Grubu, zayıflığının bir bahane olup olmadığını ayırt edemeyecek kadar aptal değildi.
O kişi şaşkınlıkla onlara baktı. Kral düzeyinde tehlikeli
bir elçi olarak tanımladığı birine karşı gerçekten herhangi bir şüpheleri olmadığına
inanmaya cesaret edemedi.
“Hepinizin beyni mi yıkandı? Kral seviyesindeki bir
elçiye gerçekten inanıyor musunuz?” Adam umutsuzca bağırdı, “Kendine dikkat et,
yoksa nasıl öldüğünü bile bilmeyeceksin.”
“Bayım sizi rahatsız etmeyeceğiz. Lütfen gidin.” Tylor
onlarla konuşmaya devam etmeyi planlamadı ve soğukkanlılıkla yolcu etti.

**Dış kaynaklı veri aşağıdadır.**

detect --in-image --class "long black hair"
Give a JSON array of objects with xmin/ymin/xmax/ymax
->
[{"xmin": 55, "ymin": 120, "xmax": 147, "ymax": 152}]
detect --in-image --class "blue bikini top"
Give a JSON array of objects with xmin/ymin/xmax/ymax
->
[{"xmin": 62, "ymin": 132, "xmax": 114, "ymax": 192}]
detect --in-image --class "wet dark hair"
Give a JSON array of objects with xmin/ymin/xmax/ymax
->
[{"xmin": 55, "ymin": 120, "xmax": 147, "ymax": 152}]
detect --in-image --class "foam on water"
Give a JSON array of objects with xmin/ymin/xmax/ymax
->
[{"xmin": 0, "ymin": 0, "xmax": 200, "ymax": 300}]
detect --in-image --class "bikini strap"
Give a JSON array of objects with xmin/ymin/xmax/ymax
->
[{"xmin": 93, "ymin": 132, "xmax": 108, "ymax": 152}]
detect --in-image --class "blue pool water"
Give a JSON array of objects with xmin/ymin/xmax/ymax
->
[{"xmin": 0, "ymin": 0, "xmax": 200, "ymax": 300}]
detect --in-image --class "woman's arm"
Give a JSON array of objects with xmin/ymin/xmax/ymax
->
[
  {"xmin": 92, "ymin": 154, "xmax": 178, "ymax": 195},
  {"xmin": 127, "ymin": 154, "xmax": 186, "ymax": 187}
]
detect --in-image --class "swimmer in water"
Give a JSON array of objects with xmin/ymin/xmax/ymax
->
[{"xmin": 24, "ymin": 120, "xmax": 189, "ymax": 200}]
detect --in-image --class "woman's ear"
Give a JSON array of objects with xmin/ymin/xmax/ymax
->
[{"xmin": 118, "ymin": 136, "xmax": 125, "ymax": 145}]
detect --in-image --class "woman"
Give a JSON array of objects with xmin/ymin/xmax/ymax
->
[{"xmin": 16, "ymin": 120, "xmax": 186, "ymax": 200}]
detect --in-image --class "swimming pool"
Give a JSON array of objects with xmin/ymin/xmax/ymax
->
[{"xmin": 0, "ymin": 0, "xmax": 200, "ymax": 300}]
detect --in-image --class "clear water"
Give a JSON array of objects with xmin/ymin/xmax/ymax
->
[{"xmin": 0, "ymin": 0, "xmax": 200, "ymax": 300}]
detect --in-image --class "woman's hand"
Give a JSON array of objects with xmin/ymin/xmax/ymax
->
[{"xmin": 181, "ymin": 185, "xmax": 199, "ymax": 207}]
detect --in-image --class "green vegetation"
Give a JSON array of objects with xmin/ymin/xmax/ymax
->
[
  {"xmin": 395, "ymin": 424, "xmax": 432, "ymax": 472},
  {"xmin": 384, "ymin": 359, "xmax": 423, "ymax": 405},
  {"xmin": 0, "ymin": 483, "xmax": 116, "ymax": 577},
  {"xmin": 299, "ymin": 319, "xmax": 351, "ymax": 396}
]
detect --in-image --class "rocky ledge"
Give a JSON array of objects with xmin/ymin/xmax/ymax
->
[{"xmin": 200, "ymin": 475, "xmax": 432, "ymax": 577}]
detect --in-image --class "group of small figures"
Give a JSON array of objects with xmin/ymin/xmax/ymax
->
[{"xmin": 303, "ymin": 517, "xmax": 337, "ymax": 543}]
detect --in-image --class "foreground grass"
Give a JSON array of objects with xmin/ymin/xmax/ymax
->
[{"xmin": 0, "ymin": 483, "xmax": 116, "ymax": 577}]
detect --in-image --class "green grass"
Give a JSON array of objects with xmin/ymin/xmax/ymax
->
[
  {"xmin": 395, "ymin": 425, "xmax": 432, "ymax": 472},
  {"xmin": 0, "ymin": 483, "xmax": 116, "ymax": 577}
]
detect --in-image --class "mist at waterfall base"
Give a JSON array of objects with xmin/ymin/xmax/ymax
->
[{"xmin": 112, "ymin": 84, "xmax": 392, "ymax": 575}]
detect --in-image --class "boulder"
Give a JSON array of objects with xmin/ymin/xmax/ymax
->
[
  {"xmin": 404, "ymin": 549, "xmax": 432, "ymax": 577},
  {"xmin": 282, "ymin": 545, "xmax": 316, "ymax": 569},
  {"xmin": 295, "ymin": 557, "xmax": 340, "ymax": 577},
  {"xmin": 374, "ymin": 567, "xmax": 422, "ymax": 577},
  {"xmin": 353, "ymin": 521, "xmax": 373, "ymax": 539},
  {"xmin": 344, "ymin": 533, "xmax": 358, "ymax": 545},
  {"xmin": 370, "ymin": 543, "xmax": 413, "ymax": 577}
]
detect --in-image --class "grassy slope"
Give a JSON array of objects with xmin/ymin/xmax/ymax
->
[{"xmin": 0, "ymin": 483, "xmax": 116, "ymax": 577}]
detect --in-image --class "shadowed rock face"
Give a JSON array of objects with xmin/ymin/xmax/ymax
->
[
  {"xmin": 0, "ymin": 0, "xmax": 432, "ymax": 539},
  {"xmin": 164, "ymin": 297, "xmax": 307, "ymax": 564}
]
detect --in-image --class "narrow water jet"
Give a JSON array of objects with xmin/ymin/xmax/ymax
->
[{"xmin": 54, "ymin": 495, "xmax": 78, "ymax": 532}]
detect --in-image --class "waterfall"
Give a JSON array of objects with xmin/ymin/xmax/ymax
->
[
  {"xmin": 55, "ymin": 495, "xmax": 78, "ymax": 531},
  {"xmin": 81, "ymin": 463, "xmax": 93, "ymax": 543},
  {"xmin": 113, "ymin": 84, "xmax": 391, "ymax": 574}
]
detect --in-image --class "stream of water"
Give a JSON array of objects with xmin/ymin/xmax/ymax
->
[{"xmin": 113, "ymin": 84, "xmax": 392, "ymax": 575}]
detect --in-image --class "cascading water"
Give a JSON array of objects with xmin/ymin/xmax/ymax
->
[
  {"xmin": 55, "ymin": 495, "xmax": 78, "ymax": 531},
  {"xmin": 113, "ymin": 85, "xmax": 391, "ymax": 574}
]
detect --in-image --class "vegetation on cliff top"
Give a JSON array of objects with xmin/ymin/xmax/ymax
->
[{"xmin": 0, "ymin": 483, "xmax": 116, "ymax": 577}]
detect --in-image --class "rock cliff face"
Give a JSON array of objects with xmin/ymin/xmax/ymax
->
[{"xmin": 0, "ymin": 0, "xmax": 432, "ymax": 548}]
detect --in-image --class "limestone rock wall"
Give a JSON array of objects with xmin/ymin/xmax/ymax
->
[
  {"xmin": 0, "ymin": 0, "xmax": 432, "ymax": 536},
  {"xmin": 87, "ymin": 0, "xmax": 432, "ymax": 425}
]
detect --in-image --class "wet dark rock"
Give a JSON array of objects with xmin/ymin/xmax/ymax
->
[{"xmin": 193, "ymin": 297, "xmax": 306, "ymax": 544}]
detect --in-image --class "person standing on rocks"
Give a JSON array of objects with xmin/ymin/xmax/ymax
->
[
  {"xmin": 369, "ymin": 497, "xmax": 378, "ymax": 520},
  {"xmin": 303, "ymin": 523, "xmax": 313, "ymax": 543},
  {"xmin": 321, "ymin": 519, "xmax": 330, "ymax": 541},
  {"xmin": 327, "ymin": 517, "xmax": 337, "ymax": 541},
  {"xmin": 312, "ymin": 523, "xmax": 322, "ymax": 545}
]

“Olmaz!” O kişi öfkeyle kükredi, “O arkadaşlarımı öldüren
katil. Böyle gitmesine izin veremem!”
“Ne yapmak istiyorsun?” Tylor sordu.
“Arkadaşlarımın intikamını almak için onu öldüreceğim!”

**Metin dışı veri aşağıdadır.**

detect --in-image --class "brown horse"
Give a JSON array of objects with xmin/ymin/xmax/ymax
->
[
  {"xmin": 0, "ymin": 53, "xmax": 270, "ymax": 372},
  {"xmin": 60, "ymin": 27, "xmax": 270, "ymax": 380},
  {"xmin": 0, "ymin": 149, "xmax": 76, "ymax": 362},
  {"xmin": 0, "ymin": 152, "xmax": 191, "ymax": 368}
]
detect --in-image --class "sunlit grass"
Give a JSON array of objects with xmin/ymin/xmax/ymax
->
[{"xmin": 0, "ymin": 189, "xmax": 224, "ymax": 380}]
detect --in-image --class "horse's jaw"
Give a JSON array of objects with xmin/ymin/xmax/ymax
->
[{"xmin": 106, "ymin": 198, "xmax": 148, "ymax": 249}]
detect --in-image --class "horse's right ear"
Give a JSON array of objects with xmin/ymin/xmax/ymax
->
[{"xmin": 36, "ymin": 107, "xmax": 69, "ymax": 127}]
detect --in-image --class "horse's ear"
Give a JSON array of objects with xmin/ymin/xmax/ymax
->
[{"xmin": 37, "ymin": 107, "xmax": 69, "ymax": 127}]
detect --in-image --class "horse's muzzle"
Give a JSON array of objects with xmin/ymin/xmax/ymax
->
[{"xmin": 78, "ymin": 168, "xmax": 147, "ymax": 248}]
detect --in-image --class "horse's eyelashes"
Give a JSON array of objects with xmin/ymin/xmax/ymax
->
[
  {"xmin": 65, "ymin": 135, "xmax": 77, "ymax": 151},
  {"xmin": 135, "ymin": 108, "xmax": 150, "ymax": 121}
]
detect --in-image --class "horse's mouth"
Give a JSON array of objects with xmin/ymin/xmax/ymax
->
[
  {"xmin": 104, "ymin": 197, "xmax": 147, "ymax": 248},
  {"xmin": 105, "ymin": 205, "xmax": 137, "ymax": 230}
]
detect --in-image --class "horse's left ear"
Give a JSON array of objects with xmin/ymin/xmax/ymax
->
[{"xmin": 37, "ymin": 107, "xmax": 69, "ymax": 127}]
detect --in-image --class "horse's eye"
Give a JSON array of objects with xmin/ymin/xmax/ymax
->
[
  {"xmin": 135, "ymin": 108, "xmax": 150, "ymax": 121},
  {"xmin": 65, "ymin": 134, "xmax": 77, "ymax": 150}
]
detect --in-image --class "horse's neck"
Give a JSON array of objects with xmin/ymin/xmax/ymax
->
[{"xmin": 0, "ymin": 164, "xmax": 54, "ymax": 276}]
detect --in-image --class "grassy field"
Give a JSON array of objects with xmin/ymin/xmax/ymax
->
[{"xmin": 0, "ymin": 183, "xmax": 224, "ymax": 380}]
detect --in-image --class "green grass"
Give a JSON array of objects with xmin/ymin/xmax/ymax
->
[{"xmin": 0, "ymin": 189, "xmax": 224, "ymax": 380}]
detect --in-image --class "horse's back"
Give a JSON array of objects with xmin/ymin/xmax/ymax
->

Adam silahını gözlerinde acımasız bir parıltıyla salladı.
Yanındaki insanlar da dövüş pozisyonları aldılar.
Shang Ke, onlara bu yolculuğun amacının ne olduğunu
ve nerede olduklarını gerçekten hatırlatmak istedi. Şeytani qi ile dolu bu uçurumda,
kalplerindeki herhangi bir boşluk sonsuza kadar büyütülecekti. İnançları yeterince
sağlam değilse, her an karanlık tarafından yutulabilirlerdi.

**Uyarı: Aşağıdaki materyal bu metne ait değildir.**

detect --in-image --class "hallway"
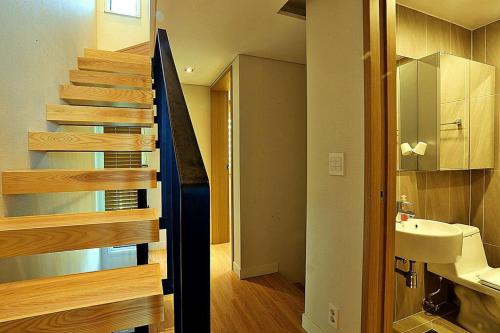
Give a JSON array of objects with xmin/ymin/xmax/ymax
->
[
  {"xmin": 149, "ymin": 243, "xmax": 305, "ymax": 333},
  {"xmin": 211, "ymin": 244, "xmax": 305, "ymax": 333}
]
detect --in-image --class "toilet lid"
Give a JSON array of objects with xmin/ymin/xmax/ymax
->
[{"xmin": 478, "ymin": 268, "xmax": 500, "ymax": 290}]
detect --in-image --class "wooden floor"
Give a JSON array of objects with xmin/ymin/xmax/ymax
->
[
  {"xmin": 150, "ymin": 244, "xmax": 305, "ymax": 333},
  {"xmin": 211, "ymin": 244, "xmax": 305, "ymax": 333}
]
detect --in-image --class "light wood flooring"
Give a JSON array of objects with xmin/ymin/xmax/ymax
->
[{"xmin": 150, "ymin": 244, "xmax": 305, "ymax": 333}]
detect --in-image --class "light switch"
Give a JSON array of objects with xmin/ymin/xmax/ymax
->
[{"xmin": 328, "ymin": 153, "xmax": 344, "ymax": 176}]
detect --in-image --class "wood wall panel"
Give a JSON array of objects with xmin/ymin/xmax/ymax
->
[
  {"xmin": 395, "ymin": 5, "xmax": 478, "ymax": 320},
  {"xmin": 472, "ymin": 27, "xmax": 486, "ymax": 63},
  {"xmin": 396, "ymin": 5, "xmax": 471, "ymax": 59}
]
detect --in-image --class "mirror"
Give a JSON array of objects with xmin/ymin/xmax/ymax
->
[{"xmin": 397, "ymin": 53, "xmax": 495, "ymax": 171}]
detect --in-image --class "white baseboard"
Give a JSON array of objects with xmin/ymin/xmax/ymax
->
[
  {"xmin": 240, "ymin": 263, "xmax": 279, "ymax": 279},
  {"xmin": 233, "ymin": 261, "xmax": 279, "ymax": 280},
  {"xmin": 302, "ymin": 313, "xmax": 325, "ymax": 333},
  {"xmin": 233, "ymin": 261, "xmax": 241, "ymax": 279}
]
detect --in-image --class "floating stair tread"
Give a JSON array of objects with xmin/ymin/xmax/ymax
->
[
  {"xmin": 0, "ymin": 264, "xmax": 163, "ymax": 333},
  {"xmin": 2, "ymin": 168, "xmax": 157, "ymax": 194},
  {"xmin": 0, "ymin": 209, "xmax": 159, "ymax": 258},
  {"xmin": 47, "ymin": 104, "xmax": 154, "ymax": 127},
  {"xmin": 84, "ymin": 49, "xmax": 151, "ymax": 64},
  {"xmin": 69, "ymin": 70, "xmax": 152, "ymax": 89},
  {"xmin": 59, "ymin": 84, "xmax": 153, "ymax": 109},
  {"xmin": 28, "ymin": 132, "xmax": 156, "ymax": 152},
  {"xmin": 78, "ymin": 57, "xmax": 151, "ymax": 77}
]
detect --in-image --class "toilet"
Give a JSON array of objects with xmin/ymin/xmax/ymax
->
[{"xmin": 427, "ymin": 224, "xmax": 500, "ymax": 333}]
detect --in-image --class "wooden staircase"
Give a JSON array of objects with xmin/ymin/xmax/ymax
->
[{"xmin": 0, "ymin": 49, "xmax": 173, "ymax": 333}]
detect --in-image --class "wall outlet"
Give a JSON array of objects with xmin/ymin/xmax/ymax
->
[
  {"xmin": 328, "ymin": 304, "xmax": 339, "ymax": 330},
  {"xmin": 328, "ymin": 153, "xmax": 344, "ymax": 176}
]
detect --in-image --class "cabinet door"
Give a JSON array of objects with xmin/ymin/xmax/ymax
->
[
  {"xmin": 439, "ymin": 54, "xmax": 469, "ymax": 170},
  {"xmin": 469, "ymin": 61, "xmax": 495, "ymax": 169}
]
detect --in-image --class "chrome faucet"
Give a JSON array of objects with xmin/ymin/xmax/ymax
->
[{"xmin": 396, "ymin": 195, "xmax": 415, "ymax": 222}]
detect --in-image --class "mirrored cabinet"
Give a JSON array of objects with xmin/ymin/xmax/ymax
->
[{"xmin": 398, "ymin": 53, "xmax": 495, "ymax": 171}]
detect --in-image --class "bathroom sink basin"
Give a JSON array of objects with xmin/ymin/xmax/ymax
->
[{"xmin": 396, "ymin": 219, "xmax": 463, "ymax": 264}]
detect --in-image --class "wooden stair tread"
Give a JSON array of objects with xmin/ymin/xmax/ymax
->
[
  {"xmin": 0, "ymin": 209, "xmax": 159, "ymax": 258},
  {"xmin": 59, "ymin": 84, "xmax": 153, "ymax": 109},
  {"xmin": 47, "ymin": 104, "xmax": 154, "ymax": 127},
  {"xmin": 0, "ymin": 264, "xmax": 163, "ymax": 333},
  {"xmin": 84, "ymin": 49, "xmax": 151, "ymax": 64},
  {"xmin": 78, "ymin": 57, "xmax": 151, "ymax": 77},
  {"xmin": 2, "ymin": 168, "xmax": 157, "ymax": 194},
  {"xmin": 69, "ymin": 70, "xmax": 152, "ymax": 89},
  {"xmin": 28, "ymin": 132, "xmax": 156, "ymax": 152}
]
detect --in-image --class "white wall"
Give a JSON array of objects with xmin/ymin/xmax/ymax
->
[
  {"xmin": 182, "ymin": 84, "xmax": 212, "ymax": 179},
  {"xmin": 303, "ymin": 0, "xmax": 364, "ymax": 333},
  {"xmin": 96, "ymin": 0, "xmax": 150, "ymax": 51},
  {"xmin": 233, "ymin": 55, "xmax": 306, "ymax": 282},
  {"xmin": 0, "ymin": 0, "xmax": 99, "ymax": 281}
]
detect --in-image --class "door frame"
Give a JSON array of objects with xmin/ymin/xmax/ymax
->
[
  {"xmin": 361, "ymin": 0, "xmax": 397, "ymax": 333},
  {"xmin": 210, "ymin": 65, "xmax": 234, "ymax": 245}
]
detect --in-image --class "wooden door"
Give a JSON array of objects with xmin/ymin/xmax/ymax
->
[{"xmin": 211, "ymin": 90, "xmax": 230, "ymax": 244}]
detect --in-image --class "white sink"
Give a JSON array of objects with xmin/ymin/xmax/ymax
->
[{"xmin": 396, "ymin": 219, "xmax": 463, "ymax": 264}]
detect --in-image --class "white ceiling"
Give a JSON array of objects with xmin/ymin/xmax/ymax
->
[
  {"xmin": 157, "ymin": 0, "xmax": 306, "ymax": 86},
  {"xmin": 397, "ymin": 0, "xmax": 500, "ymax": 29}
]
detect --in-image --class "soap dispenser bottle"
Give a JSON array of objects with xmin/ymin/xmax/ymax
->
[{"xmin": 396, "ymin": 194, "xmax": 415, "ymax": 222}]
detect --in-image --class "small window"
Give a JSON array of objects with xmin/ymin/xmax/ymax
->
[{"xmin": 105, "ymin": 0, "xmax": 141, "ymax": 17}]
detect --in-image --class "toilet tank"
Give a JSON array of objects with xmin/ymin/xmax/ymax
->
[{"xmin": 427, "ymin": 224, "xmax": 488, "ymax": 278}]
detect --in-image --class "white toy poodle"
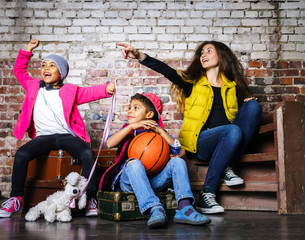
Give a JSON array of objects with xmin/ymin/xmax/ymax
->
[{"xmin": 25, "ymin": 172, "xmax": 87, "ymax": 222}]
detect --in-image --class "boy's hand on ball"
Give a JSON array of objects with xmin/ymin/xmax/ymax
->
[{"xmin": 131, "ymin": 120, "xmax": 156, "ymax": 130}]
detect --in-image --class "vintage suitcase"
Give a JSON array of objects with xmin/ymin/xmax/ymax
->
[
  {"xmin": 23, "ymin": 149, "xmax": 116, "ymax": 211},
  {"xmin": 27, "ymin": 149, "xmax": 82, "ymax": 180},
  {"xmin": 27, "ymin": 149, "xmax": 116, "ymax": 180},
  {"xmin": 97, "ymin": 191, "xmax": 177, "ymax": 221}
]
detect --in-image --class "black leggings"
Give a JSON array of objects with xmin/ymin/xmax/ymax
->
[{"xmin": 10, "ymin": 134, "xmax": 97, "ymax": 199}]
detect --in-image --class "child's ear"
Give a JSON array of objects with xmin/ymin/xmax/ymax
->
[{"xmin": 146, "ymin": 111, "xmax": 154, "ymax": 119}]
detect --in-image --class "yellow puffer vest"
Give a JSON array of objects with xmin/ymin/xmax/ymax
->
[{"xmin": 179, "ymin": 74, "xmax": 238, "ymax": 153}]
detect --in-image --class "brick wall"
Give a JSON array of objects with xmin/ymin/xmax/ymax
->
[{"xmin": 0, "ymin": 0, "xmax": 305, "ymax": 197}]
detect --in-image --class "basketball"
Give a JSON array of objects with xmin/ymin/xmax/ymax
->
[{"xmin": 127, "ymin": 132, "xmax": 170, "ymax": 175}]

“Hiçbir şey yapma,” Shang Ke, Tylor'un elini tuttu ve
fısıldadı, “Bu gruptaki insanların çoğu şeytani qi tarafından istila edildi ve herhangi
bir uyarı onların deliliğe düşmesine neden olabilir. Vücutlarındaki şeytani qi'den
kurtulabilirlerse...”
“Sadece uslu bir şekilde burada kal.” Tylor ona sert
bir bakış attı, “Artık başkalarının şeytani qi'sini istediğin gibi özümsemene
izin yok.” diye emretti.
“Shang Ke, sadece çocuğuna bakmak konusunda endişelenmen
gerekiyor. Gerisini bize bırak.” Kaiser yan taraftan ekledi.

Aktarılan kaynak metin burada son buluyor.